Emise un sospiro e ripetè:
- Eppure m'era parso di udirla!
- E l'avete udita difatti, aggiunse papà Gervaso.
- Cosa dite? domandò Flavio vivamente.
- Ch'ell'era qui un momento fa.
- Ma chi?
- Erminia.
- Oh, perchè non l'ho veduta!...
- L'amate ancora adunque?
- Se l'amo!
Ed in queste parole eravi concentrato tutto quanto sa esprimere di più caro, di più intimamente affezionato.
- Eppure vi ho detto che non avreste potuto mai farla vostra!

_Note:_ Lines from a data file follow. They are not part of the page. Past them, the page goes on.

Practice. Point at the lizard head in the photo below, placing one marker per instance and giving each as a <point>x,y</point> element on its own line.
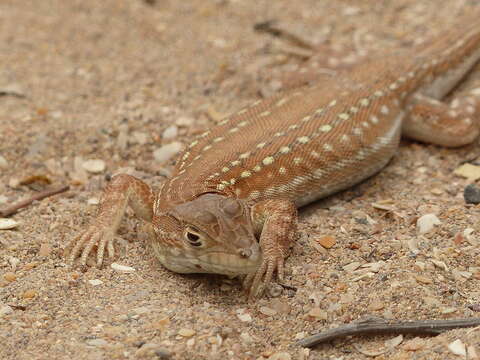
<point>209,234</point>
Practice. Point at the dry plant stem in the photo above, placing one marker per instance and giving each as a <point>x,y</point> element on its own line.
<point>12,209</point>
<point>379,327</point>
<point>269,28</point>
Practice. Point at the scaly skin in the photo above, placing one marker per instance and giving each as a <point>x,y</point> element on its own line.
<point>230,205</point>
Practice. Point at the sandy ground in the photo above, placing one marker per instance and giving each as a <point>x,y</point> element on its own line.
<point>86,79</point>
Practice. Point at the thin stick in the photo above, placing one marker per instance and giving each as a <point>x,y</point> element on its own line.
<point>380,327</point>
<point>12,209</point>
<point>269,28</point>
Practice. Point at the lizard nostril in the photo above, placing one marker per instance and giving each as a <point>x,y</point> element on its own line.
<point>245,253</point>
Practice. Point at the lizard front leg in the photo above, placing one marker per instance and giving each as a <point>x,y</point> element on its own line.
<point>275,221</point>
<point>123,190</point>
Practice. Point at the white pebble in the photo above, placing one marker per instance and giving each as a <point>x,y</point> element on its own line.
<point>166,152</point>
<point>458,348</point>
<point>7,224</point>
<point>170,133</point>
<point>97,342</point>
<point>267,311</point>
<point>140,138</point>
<point>93,201</point>
<point>3,162</point>
<point>122,268</point>
<point>246,338</point>
<point>94,166</point>
<point>244,317</point>
<point>280,356</point>
<point>95,282</point>
<point>426,223</point>
<point>5,310</point>
<point>184,121</point>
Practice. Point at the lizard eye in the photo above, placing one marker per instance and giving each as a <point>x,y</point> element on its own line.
<point>193,237</point>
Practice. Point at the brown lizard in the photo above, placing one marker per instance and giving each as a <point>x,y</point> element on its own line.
<point>230,207</point>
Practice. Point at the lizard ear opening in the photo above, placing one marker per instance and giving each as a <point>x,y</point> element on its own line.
<point>193,237</point>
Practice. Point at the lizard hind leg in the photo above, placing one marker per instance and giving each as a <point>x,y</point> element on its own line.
<point>451,125</point>
<point>276,222</point>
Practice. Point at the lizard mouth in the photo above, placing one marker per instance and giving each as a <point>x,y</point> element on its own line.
<point>227,264</point>
<point>212,262</point>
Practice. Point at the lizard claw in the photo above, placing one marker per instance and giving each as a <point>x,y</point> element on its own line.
<point>256,282</point>
<point>82,245</point>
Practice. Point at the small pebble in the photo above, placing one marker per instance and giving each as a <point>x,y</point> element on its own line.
<point>376,305</point>
<point>457,347</point>
<point>5,310</point>
<point>186,332</point>
<point>472,353</point>
<point>29,294</point>
<point>10,277</point>
<point>94,166</point>
<point>244,317</point>
<point>93,201</point>
<point>140,138</point>
<point>423,279</point>
<point>246,338</point>
<point>122,268</point>
<point>426,223</point>
<point>471,194</point>
<point>3,163</point>
<point>352,266</point>
<point>280,356</point>
<point>95,282</point>
<point>166,152</point>
<point>153,351</point>
<point>327,241</point>
<point>318,313</point>
<point>8,224</point>
<point>185,121</point>
<point>280,306</point>
<point>267,311</point>
<point>397,340</point>
<point>469,171</point>
<point>170,132</point>
<point>96,342</point>
<point>414,345</point>
<point>45,249</point>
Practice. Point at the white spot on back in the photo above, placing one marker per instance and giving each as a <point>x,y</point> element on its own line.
<point>327,147</point>
<point>364,102</point>
<point>268,160</point>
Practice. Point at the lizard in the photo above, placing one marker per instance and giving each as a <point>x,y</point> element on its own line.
<point>230,205</point>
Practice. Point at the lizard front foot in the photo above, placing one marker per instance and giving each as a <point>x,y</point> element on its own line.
<point>256,282</point>
<point>97,235</point>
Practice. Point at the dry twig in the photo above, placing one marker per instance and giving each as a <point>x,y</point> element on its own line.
<point>12,209</point>
<point>383,327</point>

- È vero, ed allora ho creduto senza pure domandarvene la ragione; è strano, pareva che m'avesse parlato mio padre istesso, ch'egli in persona mi dissuadesse dal mio amore. Ho cercato infatti di dimenticarla; tutto tentai, e novelle passioni e bagordi e viaggi, ma la bella immagine della mia Erminia avevo sempre dinanzi a me raggiante di celestiale candore. Soffriva, m'indispettiva con me stesso, avrei voluto strapparmi il cuore dal petto, e forse allora solo sarei riuscito frenarne i palpiti. Ma mi stancai d'una vita di sacrifici continui, compresi che la mia felicità dipendeva da quella fanciulla, e mi diedi a cercarla per farla mia ad ogni costo. L'avrei disputata al mondo intero. Corsi a Monza dalla Direttrice dal Collegio, le mostrai le mie oneste intenzioni e la pregai colle lagrime agli occhi a dirmi dove poteva rinvenire Erminia. Ma quella donna si ostinò in un silenzio incomprensibile. Ritornai mesto ma non iscoraggiato, ed incominciai a Milano le mie ricerche; ma esse furono sempre vane.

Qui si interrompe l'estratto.